The Tax Policy Center in Washington estimates that the direct payments and expanded tax credits in the bill would, by themselves, increase after-tax income this year by more than 20 percent for an average household in the lowest quintile of income earners in the United States. It previously had forecast that Mr. Trump’s tax cuts would raise that same group’s income by less than 1 percent in the first year.
“It is as far away as you can get from regressive, supply-side economics,” said Senator Michael Bennet, Democrat of Colorado, a longtime champion of an expanded child tax credit to fight poverty. “This is progressive economics that puts money in the hands of working people who will spend that money.”
Previous economic aid packages, including those signed by Mr. Trump last March, helped unemployed workers and low earners weather the crisis thus far and even, in many cases, save some money. Research from the JPMorgan Chase Institute shows that low earners spent those savings down faster in the summer than higher earners, which suggests that they could use more help in the recovery and would most likely put that money to work in the economy.
“I don’t know that we really need to stimulate demand among high-earning families, or families that haven’t suffered financially,” said Fiona Greig, a president of the institute.
The Biden plan, particularly the direct payments, will provide some help to Americans who have not struggled financially over the past year, a fact the White House says is inevitable.

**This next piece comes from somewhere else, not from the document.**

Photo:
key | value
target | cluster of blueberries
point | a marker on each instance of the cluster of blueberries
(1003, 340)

Republicans, business groups and many economists have criticized the direct payments on those grounds, even after Democrats moved this week to restrict checks to individuals earning less than $80,000 a year and households earning less than $160,000.

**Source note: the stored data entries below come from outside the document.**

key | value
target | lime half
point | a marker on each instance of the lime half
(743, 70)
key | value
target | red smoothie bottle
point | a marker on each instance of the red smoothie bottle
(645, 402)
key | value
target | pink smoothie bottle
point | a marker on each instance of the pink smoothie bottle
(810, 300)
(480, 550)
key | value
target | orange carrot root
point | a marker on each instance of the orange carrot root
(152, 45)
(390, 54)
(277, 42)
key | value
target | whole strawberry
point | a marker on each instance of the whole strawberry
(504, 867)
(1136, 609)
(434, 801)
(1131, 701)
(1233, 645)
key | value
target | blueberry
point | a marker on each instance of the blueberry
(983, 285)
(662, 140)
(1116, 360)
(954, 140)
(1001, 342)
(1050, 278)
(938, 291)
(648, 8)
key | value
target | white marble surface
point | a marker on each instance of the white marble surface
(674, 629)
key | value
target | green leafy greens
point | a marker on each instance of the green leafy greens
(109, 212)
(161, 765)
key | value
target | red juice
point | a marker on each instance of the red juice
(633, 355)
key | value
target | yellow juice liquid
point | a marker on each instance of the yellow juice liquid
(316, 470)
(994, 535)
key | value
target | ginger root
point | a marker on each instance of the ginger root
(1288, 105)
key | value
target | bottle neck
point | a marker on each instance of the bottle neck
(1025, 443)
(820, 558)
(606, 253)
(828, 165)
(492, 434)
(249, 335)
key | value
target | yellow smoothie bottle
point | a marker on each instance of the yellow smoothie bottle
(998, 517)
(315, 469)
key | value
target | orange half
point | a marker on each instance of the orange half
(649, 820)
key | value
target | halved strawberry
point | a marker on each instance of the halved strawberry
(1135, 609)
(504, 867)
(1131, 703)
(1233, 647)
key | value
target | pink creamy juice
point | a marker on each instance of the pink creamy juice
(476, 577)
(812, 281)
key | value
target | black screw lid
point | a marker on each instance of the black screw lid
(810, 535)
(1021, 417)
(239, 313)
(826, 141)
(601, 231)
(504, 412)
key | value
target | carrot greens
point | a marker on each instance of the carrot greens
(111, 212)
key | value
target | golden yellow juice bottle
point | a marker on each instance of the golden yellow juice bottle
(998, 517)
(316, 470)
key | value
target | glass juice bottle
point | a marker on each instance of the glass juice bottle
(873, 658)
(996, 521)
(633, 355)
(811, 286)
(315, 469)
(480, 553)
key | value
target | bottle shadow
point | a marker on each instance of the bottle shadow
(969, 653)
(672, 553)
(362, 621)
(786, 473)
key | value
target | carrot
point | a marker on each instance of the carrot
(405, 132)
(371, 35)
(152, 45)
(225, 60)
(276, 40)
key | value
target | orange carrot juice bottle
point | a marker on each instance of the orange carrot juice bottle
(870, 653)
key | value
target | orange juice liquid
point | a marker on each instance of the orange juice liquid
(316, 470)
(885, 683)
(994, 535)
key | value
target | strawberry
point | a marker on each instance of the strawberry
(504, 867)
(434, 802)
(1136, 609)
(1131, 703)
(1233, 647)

Republicans have also warned that the plan could discourage Americans from working, both by offering tax credits not tied to employment and by providing a $300-per-week supplement to unemployment benefits that runs through the start of September, which critics say could effectively pay people more to stay at home than they would get on the job.
Research from economists at the University of Chicago and the JPMorgan Chase Institute found little evidence that a temporary round of $600 supplemental benefits that Mr. Trump signed into law last year discouraged the unemployed from taking jobs.
There is a risk that the disincentive could be larger this year, if the economy opens rapidly and jobs become widely available, said Peter Ganong, a University of Chicago economist who was one of the paper’s authors. But there is also a risk, he said, that the economy will not reopen as quickly as hoped — if, for example, new strains of the virus prove resistant to vaccines. In that case, the supplemental benefits could help people stay in their homes, put food on the table and keep the consumer spending engine of the economy running.